C’est donc sur le prix du pain ou des grains qu’il convient de régler l’exportation, & ce prix doit être proportionné aux facultés des pauvres.

Etablissons des faits qui puissent nous guider. Le prix commun du setier de froment pesant 230 liv. s’est trouvé de 18 liv. 13 s. 8 den. depuis 1706 jusqu’en 1745 inclusivement : mais depuis 1736, il paroît que le prix commun a été de 19 à 20 liv. supposons de 19 liv. 10 s. tant que ce prix ne sera point excédé, ni celui des autres grains en proportion, il est à croire que le pain sera à bon marché sur le pié des salaires actuels.

Deux tiers d’année sont réputés fournir la masse de grains nécessaire à la subsistance de la nation. Mais il est dans la nature des choses que les prix augmentent au-delà du prix commun de 19 liv. 10 s. lorsqu’il ne se trouve que cette quantité juste. Ceux qui font commerce de grains, doivent, si on leur suppose la plus petite intelligence de leur profession, amasser dans leurs magasins, outre ce qu’ils destinent à leur débit journalier, une quantité réservée pour les cas fortuits, jusqu’à ce que les apparences de la récolte suivante les décident. Le risque d’une pareille spéculation est toûjours médiocre, si les grains ont été achetés à bon compte. Dès que les apparences promettent une augmentation de prix, le grain devient plus rare dans les marchés, parce que plusieurs forment à l’insçû les uns des autres le même projet ; & à toute extrémité chacun se flate de ne pas vendre, même en attendant, au-dessous du prix actuel. Le prix des blés doit donc augmenter au-delà du prix commun, lorsque la quantité existante se trouve bornée dans l’opinion commune au nécessaire exact : ceux qui connoissent ce commerce ne me dédiront pas.

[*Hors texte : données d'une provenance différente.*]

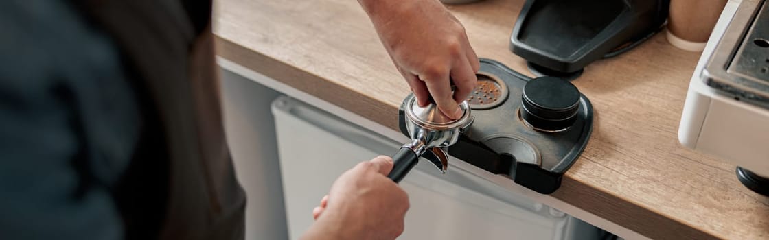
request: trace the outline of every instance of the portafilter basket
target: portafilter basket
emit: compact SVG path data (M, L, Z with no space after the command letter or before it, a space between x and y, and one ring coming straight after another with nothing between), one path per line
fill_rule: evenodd
M420 107L417 98L409 95L403 101L403 108L406 129L411 142L401 147L392 156L394 165L388 178L395 182L401 182L406 174L417 165L420 157L424 157L438 167L442 173L446 173L448 167L447 148L459 139L464 129L472 125L473 116L470 115L470 106L462 102L459 105L462 116L451 119L443 115L434 104Z

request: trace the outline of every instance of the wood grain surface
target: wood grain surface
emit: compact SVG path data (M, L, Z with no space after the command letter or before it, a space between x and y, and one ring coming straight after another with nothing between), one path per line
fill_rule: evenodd
M523 0L449 6L480 57L531 75L508 48ZM220 0L218 54L397 128L409 88L353 0ZM593 135L553 196L652 238L769 238L769 198L734 166L682 147L684 99L699 53L658 34L573 82L592 102Z

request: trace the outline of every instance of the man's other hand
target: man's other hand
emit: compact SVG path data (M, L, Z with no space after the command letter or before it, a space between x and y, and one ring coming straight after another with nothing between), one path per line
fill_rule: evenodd
M394 239L403 232L408 196L387 178L392 158L363 162L337 178L313 210L304 239Z
M438 0L358 0L420 106L456 119L480 68L464 27ZM452 92L451 83L456 88Z

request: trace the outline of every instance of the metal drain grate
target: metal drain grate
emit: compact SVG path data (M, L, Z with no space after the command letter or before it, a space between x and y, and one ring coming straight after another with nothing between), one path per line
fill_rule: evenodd
M490 75L478 73L475 88L468 95L468 103L473 109L488 109L504 102L508 88L504 82Z

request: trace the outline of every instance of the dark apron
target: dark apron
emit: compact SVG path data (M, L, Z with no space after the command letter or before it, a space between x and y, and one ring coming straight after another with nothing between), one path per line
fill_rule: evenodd
M245 195L225 138L215 65L210 1L81 1L121 47L141 96L160 123L167 155L163 239L241 239ZM141 169L139 169L141 170ZM137 170L133 170L137 171ZM141 175L140 173L136 175ZM122 190L122 195L141 189ZM130 238L130 207L121 209Z

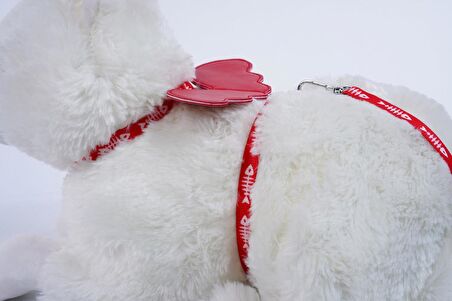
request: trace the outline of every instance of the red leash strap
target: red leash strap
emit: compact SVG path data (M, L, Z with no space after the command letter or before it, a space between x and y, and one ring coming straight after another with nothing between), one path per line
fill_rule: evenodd
M259 115L258 117L259 118ZM256 118L256 120L257 120ZM237 193L236 209L236 235L237 248L240 257L240 263L245 273L248 273L246 258L248 257L249 238L251 234L251 189L256 182L257 171L259 167L259 155L252 152L256 134L256 120L251 126L251 130L246 141L245 151L243 152L242 167L240 169L240 178Z
M374 106L385 110L394 117L402 119L410 123L416 128L422 136L430 143L434 150L446 161L452 173L452 155L441 139L432 131L425 123L402 110L401 108L383 100L373 94L365 92L358 87L330 87L327 85L317 84L315 82L303 82L298 87L301 90L302 84L310 83L317 86L323 86L335 94L343 94L350 96L356 100L366 101ZM258 117L259 118L259 115ZM256 120L257 120L256 118ZM256 182L256 176L259 168L259 155L253 154L252 149L256 136L256 120L254 121L248 140L246 142L243 154L242 167L240 170L240 178L238 183L237 209L236 209L236 235L237 248L240 256L240 263L245 273L248 273L249 267L246 263L248 258L249 238L251 235L250 218L251 218L251 190Z
M402 119L409 124L411 124L415 129L417 129L422 136L430 143L433 149L446 161L449 166L450 172L452 173L452 155L447 149L446 145L441 141L438 135L432 131L425 123L411 115L410 113L402 110L401 108L383 100L373 94L370 94L358 87L346 88L342 91L342 94L353 97L354 99L366 101L373 104L374 106L385 110L394 117Z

Evaluons ces reserves des marchandises à seulement, lorsque les fromens sont à leur prix commun de 19 livres 10 sols le setier, & les autres grains à proportion. De ce raisonnement on pourra inférer qu’au prix de 16 liv. 5 s. le setier de froment, & en proportion celui des autres grains, il se trouve dans le royaume pour une demi-année de subsistance au-delà de la quantité nécessaire, ou de bonne récolte. Ainsi quand même la récolte suivante ne seroit qu’au tiers, on n’auroit point de disette à éprouver. Le peuple alors fait un plus grand usage de chataignes, de blé noir, millet, pois, féves, &c. ce qui diminue d’autant la consommation des autres grains.

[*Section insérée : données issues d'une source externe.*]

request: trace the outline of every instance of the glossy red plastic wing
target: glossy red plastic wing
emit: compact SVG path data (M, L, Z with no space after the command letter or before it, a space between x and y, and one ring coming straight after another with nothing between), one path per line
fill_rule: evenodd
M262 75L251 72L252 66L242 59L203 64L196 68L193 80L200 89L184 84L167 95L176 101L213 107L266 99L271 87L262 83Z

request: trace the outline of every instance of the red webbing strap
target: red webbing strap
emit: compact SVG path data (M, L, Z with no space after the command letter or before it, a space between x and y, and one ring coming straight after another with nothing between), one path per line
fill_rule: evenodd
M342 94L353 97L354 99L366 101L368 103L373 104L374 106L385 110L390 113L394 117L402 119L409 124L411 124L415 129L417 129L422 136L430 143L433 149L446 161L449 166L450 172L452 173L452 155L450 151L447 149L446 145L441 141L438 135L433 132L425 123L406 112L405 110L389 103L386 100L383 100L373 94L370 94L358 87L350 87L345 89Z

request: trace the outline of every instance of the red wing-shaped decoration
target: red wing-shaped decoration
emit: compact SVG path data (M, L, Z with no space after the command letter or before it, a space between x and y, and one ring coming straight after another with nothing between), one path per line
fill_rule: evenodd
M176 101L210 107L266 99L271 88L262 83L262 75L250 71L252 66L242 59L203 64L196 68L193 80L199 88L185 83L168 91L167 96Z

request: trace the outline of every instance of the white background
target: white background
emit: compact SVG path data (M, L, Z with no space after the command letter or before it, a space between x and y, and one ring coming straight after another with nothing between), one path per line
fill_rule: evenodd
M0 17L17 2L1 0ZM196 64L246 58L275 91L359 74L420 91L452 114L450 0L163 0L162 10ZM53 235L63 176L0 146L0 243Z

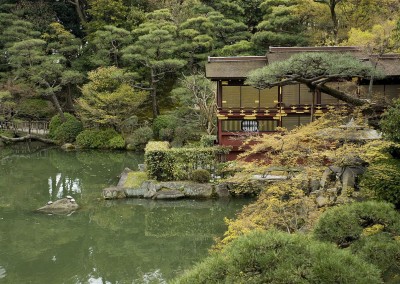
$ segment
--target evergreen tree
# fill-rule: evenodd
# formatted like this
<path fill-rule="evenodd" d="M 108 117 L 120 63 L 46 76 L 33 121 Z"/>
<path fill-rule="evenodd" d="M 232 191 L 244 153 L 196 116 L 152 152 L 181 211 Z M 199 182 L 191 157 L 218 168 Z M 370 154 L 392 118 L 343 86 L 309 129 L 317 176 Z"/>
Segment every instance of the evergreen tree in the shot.
<path fill-rule="evenodd" d="M 150 91 L 154 118 L 160 114 L 157 90 L 162 80 L 186 63 L 176 58 L 176 31 L 177 27 L 168 10 L 154 11 L 134 31 L 137 40 L 123 50 L 123 57 L 128 62 L 138 64 L 145 72 L 145 87 Z"/>

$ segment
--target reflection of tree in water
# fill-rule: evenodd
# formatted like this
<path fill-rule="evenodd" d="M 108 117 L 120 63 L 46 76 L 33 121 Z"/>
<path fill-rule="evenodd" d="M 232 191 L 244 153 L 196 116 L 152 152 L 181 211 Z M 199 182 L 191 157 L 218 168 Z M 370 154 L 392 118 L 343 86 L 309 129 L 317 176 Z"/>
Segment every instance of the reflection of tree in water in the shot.
<path fill-rule="evenodd" d="M 62 173 L 49 177 L 50 200 L 63 198 L 67 195 L 82 193 L 82 183 L 79 178 L 70 178 Z"/>

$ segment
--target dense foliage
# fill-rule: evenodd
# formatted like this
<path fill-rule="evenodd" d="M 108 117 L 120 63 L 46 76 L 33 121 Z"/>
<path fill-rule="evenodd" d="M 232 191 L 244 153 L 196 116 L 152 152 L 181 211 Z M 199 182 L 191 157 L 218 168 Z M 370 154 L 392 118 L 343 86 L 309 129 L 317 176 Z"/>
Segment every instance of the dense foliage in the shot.
<path fill-rule="evenodd" d="M 51 119 L 49 136 L 62 143 L 74 142 L 75 138 L 83 130 L 82 122 L 69 113 L 65 113 L 64 115 L 66 118 L 64 122 L 58 114 Z"/>
<path fill-rule="evenodd" d="M 255 231 L 174 283 L 382 283 L 371 264 L 304 235 Z"/>
<path fill-rule="evenodd" d="M 214 134 L 207 56 L 264 55 L 269 46 L 358 44 L 379 54 L 399 47 L 396 0 L 3 0 L 0 13 L 1 117 L 50 119 L 38 104 L 27 112 L 35 98 L 62 120 L 77 111 L 85 127 L 119 132 L 132 115 L 142 124 L 168 112 L 184 121 L 179 127 Z M 97 89 L 107 72 L 117 85 Z M 186 143 L 166 128 L 166 140 Z"/>
<path fill-rule="evenodd" d="M 91 149 L 122 149 L 125 140 L 114 129 L 84 130 L 76 137 L 76 144 Z"/>
<path fill-rule="evenodd" d="M 332 208 L 318 220 L 314 237 L 350 250 L 384 274 L 400 272 L 400 215 L 383 202 L 356 202 Z"/>
<path fill-rule="evenodd" d="M 150 145 L 145 151 L 146 169 L 156 180 L 189 180 L 200 168 L 214 172 L 219 156 L 228 152 L 229 148 L 224 147 L 169 149 Z"/>

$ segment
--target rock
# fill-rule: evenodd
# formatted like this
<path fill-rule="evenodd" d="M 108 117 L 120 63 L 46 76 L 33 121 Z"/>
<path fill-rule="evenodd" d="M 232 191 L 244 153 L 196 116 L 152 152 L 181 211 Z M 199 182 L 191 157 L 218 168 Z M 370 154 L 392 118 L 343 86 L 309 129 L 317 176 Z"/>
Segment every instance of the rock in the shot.
<path fill-rule="evenodd" d="M 36 211 L 43 213 L 53 213 L 53 214 L 67 214 L 75 211 L 79 208 L 76 202 L 71 202 L 68 198 L 59 199 L 51 204 L 47 204 L 40 207 Z"/>
<path fill-rule="evenodd" d="M 317 179 L 312 179 L 311 181 L 310 181 L 310 192 L 314 192 L 314 191 L 317 191 L 318 189 L 319 189 L 319 187 L 321 186 L 321 183 L 320 183 L 320 181 L 319 180 L 317 180 Z"/>
<path fill-rule="evenodd" d="M 64 145 L 61 146 L 61 149 L 63 150 L 74 150 L 76 147 L 72 143 L 65 143 Z"/>
<path fill-rule="evenodd" d="M 147 190 L 143 188 L 124 188 L 126 197 L 139 198 L 144 197 Z"/>
<path fill-rule="evenodd" d="M 355 188 L 357 186 L 357 176 L 362 175 L 365 172 L 365 167 L 354 166 L 346 167 L 342 175 L 343 190 L 346 191 L 349 187 Z"/>
<path fill-rule="evenodd" d="M 185 195 L 179 190 L 160 190 L 153 196 L 153 199 L 179 199 L 182 197 Z"/>
<path fill-rule="evenodd" d="M 119 182 L 117 184 L 117 186 L 123 186 L 126 182 L 126 179 L 128 178 L 128 173 L 132 172 L 132 170 L 130 168 L 125 168 L 122 173 L 121 173 L 121 177 L 119 178 Z"/>
<path fill-rule="evenodd" d="M 329 200 L 325 196 L 318 196 L 315 201 L 317 202 L 318 207 L 323 207 L 329 203 Z"/>
<path fill-rule="evenodd" d="M 215 186 L 215 193 L 218 197 L 231 197 L 226 183 L 220 183 Z"/>
<path fill-rule="evenodd" d="M 138 164 L 138 170 L 139 170 L 139 172 L 146 171 L 146 165 L 145 164 Z"/>
<path fill-rule="evenodd" d="M 108 187 L 103 189 L 104 199 L 120 199 L 126 198 L 126 193 L 123 188 L 120 187 Z"/>
<path fill-rule="evenodd" d="M 213 186 L 209 183 L 189 183 L 184 187 L 183 193 L 191 198 L 213 197 Z"/>

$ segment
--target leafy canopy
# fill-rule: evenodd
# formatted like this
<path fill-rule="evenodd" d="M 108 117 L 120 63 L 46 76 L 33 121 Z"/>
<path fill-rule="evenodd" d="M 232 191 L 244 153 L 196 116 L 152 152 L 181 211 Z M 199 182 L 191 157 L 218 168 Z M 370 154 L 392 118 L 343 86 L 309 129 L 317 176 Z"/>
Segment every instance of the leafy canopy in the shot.
<path fill-rule="evenodd" d="M 326 83 L 372 75 L 382 77 L 382 73 L 371 64 L 361 62 L 350 54 L 299 53 L 288 60 L 274 62 L 251 72 L 246 83 L 261 89 L 302 83 L 347 103 L 362 105 L 365 101 L 332 89 Z"/>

La multiplicité des greniers accroîtroit infiniment ces réserves ; & quand même il n’y en auroit que le double de ceux qui existent aujourd’hui, la ressource dureroit deux années : ce qui est moralement suffisant pour la sûreté de la subsistance à un prix modéré.

Il paroîtroit donc que le prix de 16 liv. 5 sols le setier de froment, seroit le dernier terme auquel on pourroit en permettre la sortie pour l’étranger. Peut-être seroit-il convenable, pour favoriser un peu les terres médiocres qui ont besoin d’un plus grand encouragement, de ne pas suivre exactement la proportion sur le meteil, le seigle & l’orge. On pourroit

fixer le prix de la sortie du meteil au-dessous de 14 liv. 5 sols, celle du seigle au-dessous de 13 livres, celle de l’orge au-dessous de 10 l. le setier. Le prix commun du setier d’avoine, de quatre cents quatre-vingts livres pesant, s’étant trouvé pendant quarante ans à 12 livres environ, on en pourroit permettre l’extraction au-dessous du prix de 11 liv.

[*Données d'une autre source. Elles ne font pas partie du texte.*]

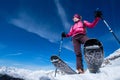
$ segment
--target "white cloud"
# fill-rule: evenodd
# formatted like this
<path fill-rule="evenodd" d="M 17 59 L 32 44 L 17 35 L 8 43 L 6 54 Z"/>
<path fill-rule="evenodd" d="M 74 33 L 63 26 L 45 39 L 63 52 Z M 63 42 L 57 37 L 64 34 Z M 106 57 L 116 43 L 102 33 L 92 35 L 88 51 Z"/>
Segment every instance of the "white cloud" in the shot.
<path fill-rule="evenodd" d="M 49 40 L 50 42 L 56 42 L 59 40 L 58 34 L 55 32 L 52 32 L 49 26 L 49 24 L 42 24 L 41 22 L 38 22 L 36 19 L 31 17 L 29 13 L 21 11 L 18 14 L 17 18 L 11 18 L 9 20 L 9 23 L 23 28 L 24 30 L 28 32 L 35 33 L 39 35 L 42 38 L 45 38 Z"/>
<path fill-rule="evenodd" d="M 63 26 L 65 26 L 65 30 L 68 31 L 70 28 L 70 23 L 67 21 L 65 10 L 60 4 L 59 0 L 54 0 L 54 1 L 58 9 L 58 14 L 62 20 Z"/>

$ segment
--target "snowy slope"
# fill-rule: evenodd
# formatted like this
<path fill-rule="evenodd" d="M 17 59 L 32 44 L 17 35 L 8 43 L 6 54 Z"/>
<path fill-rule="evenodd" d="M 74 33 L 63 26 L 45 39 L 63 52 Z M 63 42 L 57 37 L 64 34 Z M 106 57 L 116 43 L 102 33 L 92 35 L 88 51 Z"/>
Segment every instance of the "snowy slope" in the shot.
<path fill-rule="evenodd" d="M 13 67 L 0 67 L 0 74 L 7 74 L 15 78 L 23 78 L 24 80 L 120 80 L 120 49 L 105 58 L 109 63 L 103 63 L 100 73 L 91 74 L 86 71 L 85 74 L 63 75 L 61 73 L 54 77 L 54 70 L 26 70 Z M 116 56 L 118 56 L 116 58 Z M 1 79 L 0 79 L 1 80 Z"/>

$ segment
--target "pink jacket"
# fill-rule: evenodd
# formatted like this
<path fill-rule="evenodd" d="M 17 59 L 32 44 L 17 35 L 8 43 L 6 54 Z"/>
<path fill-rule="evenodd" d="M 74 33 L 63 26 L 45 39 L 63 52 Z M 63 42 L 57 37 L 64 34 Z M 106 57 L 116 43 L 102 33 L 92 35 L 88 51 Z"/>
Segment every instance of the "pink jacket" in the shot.
<path fill-rule="evenodd" d="M 100 20 L 100 18 L 97 17 L 92 23 L 90 23 L 86 20 L 84 20 L 83 22 L 79 21 L 71 27 L 70 32 L 66 36 L 74 37 L 77 34 L 86 34 L 86 27 L 93 28 L 98 23 L 99 20 Z"/>

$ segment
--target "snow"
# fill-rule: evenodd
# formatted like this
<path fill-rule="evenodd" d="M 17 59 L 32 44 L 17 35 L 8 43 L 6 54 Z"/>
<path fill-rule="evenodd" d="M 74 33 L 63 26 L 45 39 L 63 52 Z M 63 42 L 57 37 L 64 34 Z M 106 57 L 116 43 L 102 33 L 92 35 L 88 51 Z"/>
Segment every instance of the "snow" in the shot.
<path fill-rule="evenodd" d="M 15 78 L 23 78 L 24 80 L 120 80 L 120 57 L 113 58 L 120 55 L 120 49 L 116 50 L 106 59 L 109 60 L 109 64 L 104 64 L 100 68 L 100 73 L 89 73 L 87 70 L 85 74 L 67 75 L 59 72 L 54 77 L 54 70 L 27 70 L 19 69 L 15 67 L 0 67 L 0 74 L 7 74 Z M 113 59 L 111 59 L 113 58 Z"/>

Si nous supposons à-présent les greniers remplis dans un tems d’abondance, lorsque le froment seroit à 14 livres le setier, le bénéfice qu’on en pourroit espérer, avant même que le prix annonçât la défense de l’exportation, seroit de . La spéculation étant évidemment avantageuse, les spéculateurs ne manqueroient point.

A ce même prix le laboureur qui n’est pas en état de garder, trouveroit encore assez de profit dans sa culture pour la continuer & l’augmenter : car je suppose une année abondante, où la récolte des terres moyennes seroit de quatre pour un par arpent. Le froment à ce prix, & les menus grains à proportion, la récolte de trois années produiroit, suivant l’ancienne culture, 88 livres ; la dépense va à 45 livres, ainsi resteroient pour le fermage, le profit du cultivateur & les impôts, 34 liv. sans compter le profit des bestiaux : c’est-à-dire que les impôts étant à 3 s. pour livre, pour que l’arpent fût affermé 7 liv. 10 s. par an, il faudroit que le cultivateur se contentât par an de 36 s. de bénéfice & du profit des bestiaux. Comme d’un autre côté il est beaucoup de terres capables de produire du froment, qui exigeront plus de 54 l. de dépense par arpent en trois années, & qui rapporteront moins de 88 livres, même dans les bonnes moissons, il s’ensuit évidemment qu’il est à souhaiter que jamais le froment ne soit acheté au-dessous de 14 livres le setier, lorsque l’impôt sur les terres est à 3 sols pour livre, & ainsi de suite : sans quoi l’équilibre de cette profession avec les autres sera anéanti ; beaucoup de terres resteroient en friche, & beaucoup d’hommes sans subsistance. La concurrence intérieure & extérieure des acheteurs bien combinée, est seule capable de garantir les grains de cet avilissement, tandis qu’elle conserveroit aux autres ouvriers l’espérance de ne jamais payer le froment, dans les tems de rareté, au-dessus de 21 à 22 livres le setier : car à la demi-année de subsistance d’avance, que nous avons trouvée devoir exister dans royaume lorsque le froment est à 16 liv. 5 s. le setier, il faut ajoûter l’accroissement naturel des récoltes, lorsqu’une fois le laboureur sera assûré d’y trouver du bénéfice. Aussi je me persuade que si jamais on avoit fait pendant sept à huit ans l’expérience heureuse de cette méthode, il seroit indispensable, pour achever d’établir la proportion entre tous les salaires, d’étendre la permission des exportations jusqu’au prix de 18 & même 19 l. Egalement si la France fait un commerce annuel de deux cents millions, & qu’elle en gagne vingt-cinq par la balance, il est clair que dans quarante ans il faudroit, indépendamment des réductions d’intérét de l’argent, étendre encore de quelque chose la permission d’exporter les grains, ou bien la classe du laboureur seroit moins heureuse que les autres.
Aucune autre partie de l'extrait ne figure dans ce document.